Everyone that meets Shema can see there’s something about him. Chantal said: “When I was pregnant I got a promise from God that my son would be a great, great person and his name would be known everywhere. I’m very happy. He is a special son and I pray for him to be what he wants to be.”
Shema is too young to consider all this. All he knows is he likes going to school. What he wants to be is a driver. He says he’s going to school so that one day he can learn to drive. “I like driving very much.
I like cars,” Shema confirms.
Anyone who’s unsure whether sponsorship really works should speak to Ines Sandrine. She’s 20 years old, a CEO of the tech start-up she’s launched and a total inspiration. We first met her on a visit to a local church on a Sunday morning that’s partnered with Compassion. She was sharply dressed and spoke in perfect English. She still remembers the day she found out she was going to be sponsored.
“I was four, turning five, and it felt like a miracle. I was raised by a single mother and she didn’t have a job at that time, so I couldn’t really think about my future. But when I found out I was going to be sponsored, and helped with my food and education and everything, it felt like a miracle.”
She decided then that she would be the president of Rwanda when she grew up, as it was “highest position she could think of”. She wanted to help those from the poverty she was born into. I wouldn’t be surprised if one day she is.
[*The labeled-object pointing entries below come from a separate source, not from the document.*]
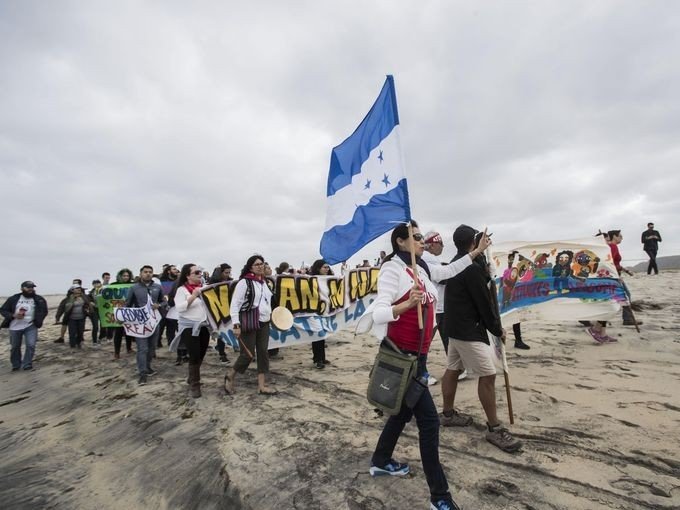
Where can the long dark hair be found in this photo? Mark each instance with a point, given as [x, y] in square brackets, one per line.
[400, 232]
[316, 267]
[181, 280]
[609, 234]
[248, 268]
[217, 273]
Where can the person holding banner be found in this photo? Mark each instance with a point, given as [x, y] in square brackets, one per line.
[395, 316]
[599, 330]
[469, 313]
[320, 267]
[250, 314]
[222, 273]
[76, 310]
[192, 323]
[123, 277]
[139, 294]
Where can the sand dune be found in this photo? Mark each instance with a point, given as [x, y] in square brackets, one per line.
[600, 424]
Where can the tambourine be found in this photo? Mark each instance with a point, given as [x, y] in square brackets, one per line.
[282, 318]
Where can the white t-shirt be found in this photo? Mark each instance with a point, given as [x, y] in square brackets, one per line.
[28, 305]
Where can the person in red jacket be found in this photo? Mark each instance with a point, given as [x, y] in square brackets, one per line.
[395, 316]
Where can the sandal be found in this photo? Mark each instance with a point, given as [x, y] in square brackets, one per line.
[596, 336]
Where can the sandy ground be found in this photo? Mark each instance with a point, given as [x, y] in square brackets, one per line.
[600, 423]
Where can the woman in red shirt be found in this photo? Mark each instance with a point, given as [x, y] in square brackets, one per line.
[395, 314]
[599, 330]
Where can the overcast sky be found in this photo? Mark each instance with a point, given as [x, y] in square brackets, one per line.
[154, 132]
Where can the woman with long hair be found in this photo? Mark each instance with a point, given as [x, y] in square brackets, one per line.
[192, 323]
[76, 309]
[598, 330]
[252, 301]
[320, 267]
[395, 316]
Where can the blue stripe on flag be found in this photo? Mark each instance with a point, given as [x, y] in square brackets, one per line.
[382, 213]
[348, 157]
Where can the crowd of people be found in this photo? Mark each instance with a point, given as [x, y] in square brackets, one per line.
[451, 298]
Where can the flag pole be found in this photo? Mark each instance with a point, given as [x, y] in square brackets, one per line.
[506, 376]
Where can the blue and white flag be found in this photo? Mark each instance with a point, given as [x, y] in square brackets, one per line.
[367, 191]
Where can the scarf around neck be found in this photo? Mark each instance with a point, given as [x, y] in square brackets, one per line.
[254, 277]
[191, 287]
[405, 256]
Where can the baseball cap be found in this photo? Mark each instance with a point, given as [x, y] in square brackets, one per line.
[433, 237]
When I asked her what she would like to say to her sponsor, if she ever met them like I had met Shema, her eyes filled with tears. “It’s been 15 years that they’ve helped me, cared about me, asked how I’m doing. My words can’t express how grateful I am for them.”
All these years later, she still talks about her first contact with her sponsor: “It was so exciting when I received my first letter from her, I read it and I couldn’t hide how excited I was. I took it to my school mates and showed them and everyone was asking who it was from. I explained the process and I was so proud.”
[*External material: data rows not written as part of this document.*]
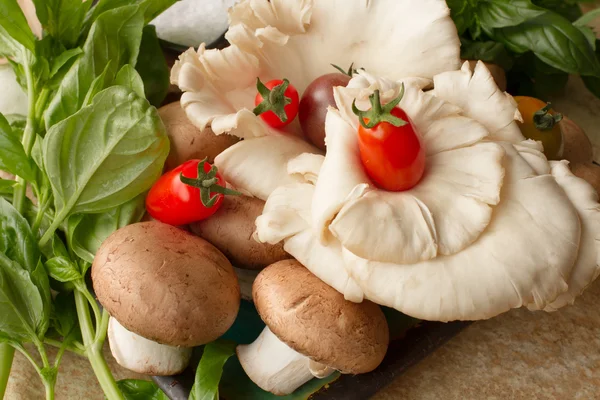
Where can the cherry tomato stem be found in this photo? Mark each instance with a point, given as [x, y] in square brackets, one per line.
[390, 146]
[276, 102]
[191, 192]
[540, 123]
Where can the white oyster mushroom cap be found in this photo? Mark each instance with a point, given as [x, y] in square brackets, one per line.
[533, 243]
[144, 356]
[284, 39]
[491, 226]
[271, 170]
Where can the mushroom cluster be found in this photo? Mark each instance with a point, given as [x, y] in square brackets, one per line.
[492, 225]
[311, 331]
[167, 291]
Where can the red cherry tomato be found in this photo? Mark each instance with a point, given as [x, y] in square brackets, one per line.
[174, 202]
[276, 102]
[393, 156]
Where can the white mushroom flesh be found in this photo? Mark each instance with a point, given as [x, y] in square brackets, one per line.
[276, 367]
[144, 356]
[491, 226]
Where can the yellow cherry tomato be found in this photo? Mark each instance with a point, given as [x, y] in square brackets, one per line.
[540, 123]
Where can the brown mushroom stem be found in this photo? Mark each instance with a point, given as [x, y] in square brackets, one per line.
[246, 278]
[277, 368]
[144, 356]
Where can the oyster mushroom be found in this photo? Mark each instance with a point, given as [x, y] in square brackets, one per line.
[311, 331]
[166, 291]
[437, 251]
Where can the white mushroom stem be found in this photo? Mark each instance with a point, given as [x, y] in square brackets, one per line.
[276, 367]
[144, 356]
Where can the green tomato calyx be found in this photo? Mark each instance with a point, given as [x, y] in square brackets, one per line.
[207, 182]
[378, 112]
[544, 121]
[274, 100]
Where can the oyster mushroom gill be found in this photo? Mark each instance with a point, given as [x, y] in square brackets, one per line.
[492, 225]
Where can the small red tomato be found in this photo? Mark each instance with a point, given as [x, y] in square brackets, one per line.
[191, 192]
[276, 102]
[390, 146]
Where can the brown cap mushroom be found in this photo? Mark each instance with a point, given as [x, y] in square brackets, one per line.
[187, 141]
[166, 285]
[231, 230]
[311, 331]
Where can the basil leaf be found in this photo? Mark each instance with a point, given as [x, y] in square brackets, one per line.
[567, 8]
[114, 38]
[152, 67]
[128, 77]
[21, 305]
[491, 52]
[90, 230]
[12, 155]
[502, 13]
[6, 186]
[152, 8]
[64, 59]
[555, 41]
[210, 370]
[117, 145]
[64, 316]
[62, 269]
[135, 389]
[39, 277]
[62, 19]
[98, 85]
[13, 22]
[16, 239]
Ines said it’s “so touching” that someone was paying half of her school fees, which her mum topped up because she was desperate for her to have a good education.
She has now developed a mobile app – which is like Netflix – media streaming for Africa. It’s a start up, but she’s already earning money on it, despite not graduating until this summer. She’s now looking for investors. As she was invited to attend Transform Africa, a global meeting that brings potential investors for Europe and African presidents and ministers, this shouldn’t be hard. She says it was an honour to attend that event, but her modesty does reveal just how much she’d earnt her place. She was in the top five children in a Rwandan education competition, and developed the business model that took her to Transforming Africa as part of the ICT
delegation.
“Without being sponsored, it would have been very hard to get to where I am today,” she said. It seems to me as though it might have actually been impossible.
During the week, I saw children at both ends of the sponsorship journey. Ines and Shema Prince, helped by his mother, expressed the gratitude they felt for the opportunity they had been given. None of us are able to eradicate poverty from the world, but for £25 a month we can do something to help just one child, and therefore their wider family. It doesn’t feel like enough, but it’s a start.
I flew home feeling blessed. I’d met incredible people whose lives are defined by their love of God, cuddled the little boy who I will continue to support for the years to come, and run more than 20km through the most beautiful scenery, cheered on by some of those we were raising money to support.
His mother told me that Shema went to sleep surrounded by the gifts he was given that night, Spiderman hat and all. I think he finally now believes that they’re his to keep.